Every once in a while I get a nostalgic feeling towards life... let it be a song, a phrase, a certain scene of a movie or even a smell, can bring me back fond memories. The weird thing is, I'm not sure they're memories of the past; it's more like promises of things to come. It's difficult to explain, but I just wanted to let that for the record.
I knew I would stop writing for a while, that was inevitable as I am not at all constant about anything in my life. But many things have happened during this period of time. A friend of mine cut her hand while cooking. It's silly really, because of how she did it. It turns out she was trying to get the seed out of an avocado with a big sharpy knife and it slipped. Funny how everyone seems to have their proper method to do such procedure, and they all want to add their two cents for her, which I'm sure annoyed the hell out of her. But she's better now, wound heal and hand moving.

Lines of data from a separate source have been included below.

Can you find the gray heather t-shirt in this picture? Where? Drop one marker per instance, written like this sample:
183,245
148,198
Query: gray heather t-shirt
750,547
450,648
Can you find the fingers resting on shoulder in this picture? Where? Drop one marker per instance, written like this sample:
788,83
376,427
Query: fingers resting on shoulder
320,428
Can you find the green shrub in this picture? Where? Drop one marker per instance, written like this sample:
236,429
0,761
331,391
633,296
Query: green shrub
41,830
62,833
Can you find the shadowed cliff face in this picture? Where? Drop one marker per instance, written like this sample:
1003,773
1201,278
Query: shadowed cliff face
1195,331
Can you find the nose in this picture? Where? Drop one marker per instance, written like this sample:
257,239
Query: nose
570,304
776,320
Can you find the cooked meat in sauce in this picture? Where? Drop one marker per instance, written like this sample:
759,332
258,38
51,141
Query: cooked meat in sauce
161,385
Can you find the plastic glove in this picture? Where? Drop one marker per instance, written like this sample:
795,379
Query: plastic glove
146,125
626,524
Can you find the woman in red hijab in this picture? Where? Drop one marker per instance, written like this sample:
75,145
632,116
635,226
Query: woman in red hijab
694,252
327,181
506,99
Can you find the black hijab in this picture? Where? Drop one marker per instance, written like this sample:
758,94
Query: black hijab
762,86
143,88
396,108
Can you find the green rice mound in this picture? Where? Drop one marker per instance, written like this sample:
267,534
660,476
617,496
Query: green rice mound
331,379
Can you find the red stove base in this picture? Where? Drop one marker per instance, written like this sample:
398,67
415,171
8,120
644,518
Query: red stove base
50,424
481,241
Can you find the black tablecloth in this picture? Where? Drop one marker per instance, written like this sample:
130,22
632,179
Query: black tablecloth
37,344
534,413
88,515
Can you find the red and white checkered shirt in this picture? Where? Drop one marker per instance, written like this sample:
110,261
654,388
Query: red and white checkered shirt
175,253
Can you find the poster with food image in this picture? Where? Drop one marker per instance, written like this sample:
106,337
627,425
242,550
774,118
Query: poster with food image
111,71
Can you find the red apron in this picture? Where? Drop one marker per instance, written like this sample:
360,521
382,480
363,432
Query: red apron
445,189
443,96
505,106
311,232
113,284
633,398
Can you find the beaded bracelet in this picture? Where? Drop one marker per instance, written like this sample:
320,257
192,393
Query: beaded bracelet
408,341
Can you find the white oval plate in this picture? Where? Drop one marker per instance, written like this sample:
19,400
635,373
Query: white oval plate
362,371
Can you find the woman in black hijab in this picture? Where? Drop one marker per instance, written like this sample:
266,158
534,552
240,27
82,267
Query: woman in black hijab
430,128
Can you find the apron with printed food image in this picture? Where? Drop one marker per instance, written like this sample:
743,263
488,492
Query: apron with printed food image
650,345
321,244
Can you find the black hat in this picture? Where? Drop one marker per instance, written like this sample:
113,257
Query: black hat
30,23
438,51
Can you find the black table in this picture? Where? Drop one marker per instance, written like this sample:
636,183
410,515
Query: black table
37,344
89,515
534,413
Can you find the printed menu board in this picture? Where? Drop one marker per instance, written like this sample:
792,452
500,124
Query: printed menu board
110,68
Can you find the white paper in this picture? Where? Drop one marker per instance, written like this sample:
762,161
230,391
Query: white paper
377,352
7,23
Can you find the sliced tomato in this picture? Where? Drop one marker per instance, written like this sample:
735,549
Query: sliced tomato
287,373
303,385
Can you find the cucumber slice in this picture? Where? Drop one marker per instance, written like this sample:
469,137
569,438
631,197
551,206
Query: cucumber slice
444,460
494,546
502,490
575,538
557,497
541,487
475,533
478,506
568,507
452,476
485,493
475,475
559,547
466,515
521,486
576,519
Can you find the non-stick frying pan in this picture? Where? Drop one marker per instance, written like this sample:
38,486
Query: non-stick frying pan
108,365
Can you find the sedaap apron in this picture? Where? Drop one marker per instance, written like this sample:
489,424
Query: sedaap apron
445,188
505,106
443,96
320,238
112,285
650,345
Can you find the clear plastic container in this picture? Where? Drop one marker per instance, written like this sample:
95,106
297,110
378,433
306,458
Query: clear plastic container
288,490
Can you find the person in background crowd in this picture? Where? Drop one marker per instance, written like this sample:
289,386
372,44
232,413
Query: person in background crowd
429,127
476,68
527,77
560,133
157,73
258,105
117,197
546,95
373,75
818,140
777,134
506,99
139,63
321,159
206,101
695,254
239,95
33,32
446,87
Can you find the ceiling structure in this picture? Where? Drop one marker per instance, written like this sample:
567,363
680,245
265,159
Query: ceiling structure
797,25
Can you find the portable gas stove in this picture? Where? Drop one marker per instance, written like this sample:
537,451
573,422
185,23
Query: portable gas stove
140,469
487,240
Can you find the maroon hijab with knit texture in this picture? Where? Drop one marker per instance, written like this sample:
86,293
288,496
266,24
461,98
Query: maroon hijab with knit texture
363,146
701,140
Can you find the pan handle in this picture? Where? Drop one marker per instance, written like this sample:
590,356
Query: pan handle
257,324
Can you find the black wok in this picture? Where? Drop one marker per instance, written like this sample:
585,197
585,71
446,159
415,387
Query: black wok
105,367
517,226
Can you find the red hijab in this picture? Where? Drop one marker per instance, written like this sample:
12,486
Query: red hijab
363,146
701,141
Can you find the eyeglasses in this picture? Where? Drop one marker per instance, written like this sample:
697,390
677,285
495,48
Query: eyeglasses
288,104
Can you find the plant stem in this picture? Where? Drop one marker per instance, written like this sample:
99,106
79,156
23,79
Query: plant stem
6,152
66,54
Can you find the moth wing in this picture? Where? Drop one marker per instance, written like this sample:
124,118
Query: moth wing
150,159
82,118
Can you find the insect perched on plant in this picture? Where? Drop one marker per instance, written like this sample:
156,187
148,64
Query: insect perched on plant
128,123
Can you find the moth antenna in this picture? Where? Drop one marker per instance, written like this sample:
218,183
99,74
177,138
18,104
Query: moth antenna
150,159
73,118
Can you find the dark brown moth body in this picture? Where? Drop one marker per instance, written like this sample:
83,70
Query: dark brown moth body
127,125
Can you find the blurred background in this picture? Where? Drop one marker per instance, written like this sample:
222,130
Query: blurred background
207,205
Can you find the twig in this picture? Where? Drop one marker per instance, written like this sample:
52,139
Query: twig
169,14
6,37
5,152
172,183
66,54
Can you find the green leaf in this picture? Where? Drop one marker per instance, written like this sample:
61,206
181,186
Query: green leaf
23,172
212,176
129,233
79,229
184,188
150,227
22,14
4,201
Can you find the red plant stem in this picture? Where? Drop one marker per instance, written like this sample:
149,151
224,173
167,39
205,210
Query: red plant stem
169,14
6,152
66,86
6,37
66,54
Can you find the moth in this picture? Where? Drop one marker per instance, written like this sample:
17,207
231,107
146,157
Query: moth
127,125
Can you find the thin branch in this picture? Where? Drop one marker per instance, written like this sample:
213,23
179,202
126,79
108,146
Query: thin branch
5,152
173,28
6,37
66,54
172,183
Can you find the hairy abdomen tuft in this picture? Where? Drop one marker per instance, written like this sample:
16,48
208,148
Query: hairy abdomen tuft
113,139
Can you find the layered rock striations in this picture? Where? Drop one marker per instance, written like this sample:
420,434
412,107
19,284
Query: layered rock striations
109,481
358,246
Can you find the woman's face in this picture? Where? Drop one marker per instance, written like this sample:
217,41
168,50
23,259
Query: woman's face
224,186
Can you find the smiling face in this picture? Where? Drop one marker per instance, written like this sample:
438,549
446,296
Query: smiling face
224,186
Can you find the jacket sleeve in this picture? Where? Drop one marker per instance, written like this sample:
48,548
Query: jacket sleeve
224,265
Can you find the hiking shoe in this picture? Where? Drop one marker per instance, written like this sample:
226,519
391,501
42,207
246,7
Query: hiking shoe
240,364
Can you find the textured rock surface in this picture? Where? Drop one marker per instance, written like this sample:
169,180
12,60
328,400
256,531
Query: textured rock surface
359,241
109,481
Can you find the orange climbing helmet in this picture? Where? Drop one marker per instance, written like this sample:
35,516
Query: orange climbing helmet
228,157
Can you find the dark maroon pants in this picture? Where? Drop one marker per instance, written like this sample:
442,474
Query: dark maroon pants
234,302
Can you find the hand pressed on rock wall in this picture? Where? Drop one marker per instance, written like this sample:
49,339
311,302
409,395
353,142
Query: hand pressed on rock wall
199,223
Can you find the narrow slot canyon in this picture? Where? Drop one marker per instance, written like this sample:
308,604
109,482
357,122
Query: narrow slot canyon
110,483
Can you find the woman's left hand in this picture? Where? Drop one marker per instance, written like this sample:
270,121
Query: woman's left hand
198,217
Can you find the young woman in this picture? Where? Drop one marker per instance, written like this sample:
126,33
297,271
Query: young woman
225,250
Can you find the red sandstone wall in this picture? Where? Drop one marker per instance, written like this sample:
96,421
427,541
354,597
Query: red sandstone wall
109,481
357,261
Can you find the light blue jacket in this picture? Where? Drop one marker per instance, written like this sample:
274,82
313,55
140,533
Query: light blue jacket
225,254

My gramps has been having some thoughts about moving my grandmother's dead body over to some other place, I think they don't really like it where she is now. I've always refused to go and visit her grave...I don't even go to my dad's. So my mother and I were discussing the moving thing over lunch, and she pointed out the inconvenience of having to go to two graveyards in one day, which is what my granddad does: very early on every Sunday morning he goes and visits his mother's grave, and then he gets to lunch at home, and afterwards goes on to visit his wife. Mum likes to go and visit her mother whenever she gets the chance, as well as my dad, which makes me feel more miserable for I blurted out 'What's the point of going there if they're already dead?' And it's true. I rather have people visit me and talk to me while I'm alive. I don't see the point of waiting until you're dead to give big heartfelt confessions to a fucking grave. It pisses me off how much more my mother goes to my dad that she did in life. And, at first, when I said I didn't want to go, I felt a little bit of recrimination from her part; later she came to respect my decision. But now I think she sees more clearly where I stand, but it pains me that I might have hurt her feelings in the process.